Both MBPP and MBPP+ referred in our leaderboard use a subset (399 tasks) of hand-verified problems from MBPP-sanitized (427 tasks), to make sure the programming task is well-formed and unambiguous.

About

Why EvalPlus? What does using EvalPlus datasets bring to you?

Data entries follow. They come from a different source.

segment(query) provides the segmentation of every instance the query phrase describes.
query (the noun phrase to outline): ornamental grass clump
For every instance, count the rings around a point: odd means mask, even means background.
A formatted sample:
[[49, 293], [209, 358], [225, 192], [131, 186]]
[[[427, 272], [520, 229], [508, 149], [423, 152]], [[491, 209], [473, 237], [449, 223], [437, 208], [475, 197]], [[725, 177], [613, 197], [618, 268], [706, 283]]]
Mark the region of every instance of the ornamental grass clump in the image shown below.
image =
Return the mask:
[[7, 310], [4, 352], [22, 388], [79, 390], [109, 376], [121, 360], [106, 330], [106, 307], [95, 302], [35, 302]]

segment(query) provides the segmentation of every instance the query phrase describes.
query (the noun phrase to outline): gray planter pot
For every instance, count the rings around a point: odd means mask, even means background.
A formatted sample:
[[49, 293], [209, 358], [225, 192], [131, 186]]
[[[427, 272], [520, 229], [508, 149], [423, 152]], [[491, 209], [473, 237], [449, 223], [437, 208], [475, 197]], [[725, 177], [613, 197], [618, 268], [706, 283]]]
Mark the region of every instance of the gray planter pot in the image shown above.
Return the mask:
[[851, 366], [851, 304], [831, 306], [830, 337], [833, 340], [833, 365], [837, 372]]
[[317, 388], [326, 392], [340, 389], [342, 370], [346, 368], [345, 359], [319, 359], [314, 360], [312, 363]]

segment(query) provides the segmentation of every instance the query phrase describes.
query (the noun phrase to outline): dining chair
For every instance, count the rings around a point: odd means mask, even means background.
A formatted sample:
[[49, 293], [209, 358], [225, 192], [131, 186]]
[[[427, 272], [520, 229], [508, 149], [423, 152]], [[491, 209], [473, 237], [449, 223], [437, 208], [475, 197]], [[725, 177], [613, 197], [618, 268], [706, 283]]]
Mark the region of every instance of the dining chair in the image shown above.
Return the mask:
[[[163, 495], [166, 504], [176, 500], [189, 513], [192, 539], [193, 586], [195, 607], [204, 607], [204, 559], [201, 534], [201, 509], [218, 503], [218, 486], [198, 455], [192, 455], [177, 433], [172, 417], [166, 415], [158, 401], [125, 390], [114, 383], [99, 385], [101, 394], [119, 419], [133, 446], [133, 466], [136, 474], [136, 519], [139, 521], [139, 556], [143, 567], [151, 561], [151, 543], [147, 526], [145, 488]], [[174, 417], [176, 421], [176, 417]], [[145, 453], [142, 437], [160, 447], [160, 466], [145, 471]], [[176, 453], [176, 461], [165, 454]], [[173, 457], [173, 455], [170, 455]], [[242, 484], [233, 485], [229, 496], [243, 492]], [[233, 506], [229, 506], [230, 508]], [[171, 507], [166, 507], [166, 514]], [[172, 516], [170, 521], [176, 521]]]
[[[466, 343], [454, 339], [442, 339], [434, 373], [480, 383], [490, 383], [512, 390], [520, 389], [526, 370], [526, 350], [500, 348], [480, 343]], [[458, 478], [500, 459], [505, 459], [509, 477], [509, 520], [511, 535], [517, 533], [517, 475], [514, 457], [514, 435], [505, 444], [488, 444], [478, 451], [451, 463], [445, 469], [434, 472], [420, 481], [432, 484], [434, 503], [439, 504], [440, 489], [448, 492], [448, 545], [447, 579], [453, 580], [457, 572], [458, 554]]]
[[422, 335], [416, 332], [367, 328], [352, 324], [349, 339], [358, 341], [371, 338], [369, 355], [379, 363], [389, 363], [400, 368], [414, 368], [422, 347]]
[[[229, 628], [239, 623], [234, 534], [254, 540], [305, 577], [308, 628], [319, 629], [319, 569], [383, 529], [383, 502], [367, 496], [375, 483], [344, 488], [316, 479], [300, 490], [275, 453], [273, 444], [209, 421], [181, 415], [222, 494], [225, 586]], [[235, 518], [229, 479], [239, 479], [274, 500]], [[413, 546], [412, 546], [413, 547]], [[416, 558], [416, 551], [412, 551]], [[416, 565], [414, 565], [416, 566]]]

✨ Precise evaluation: See our leaderboard for the latest LLM rankings before and after rigorous evaluation.
✨ Coding rigorousness: Look at the score differences! esp. before and after using EvalPlus tests! Less drop means more rigorousness in code generation; while a bigger drop means the generated code tends to be fragile.
✨ Code efficiency: Beyond correctness, our EvalPerf dataset evaluates the efficiency of LLM-generated code via performance-exercising coding tasks and test inputs.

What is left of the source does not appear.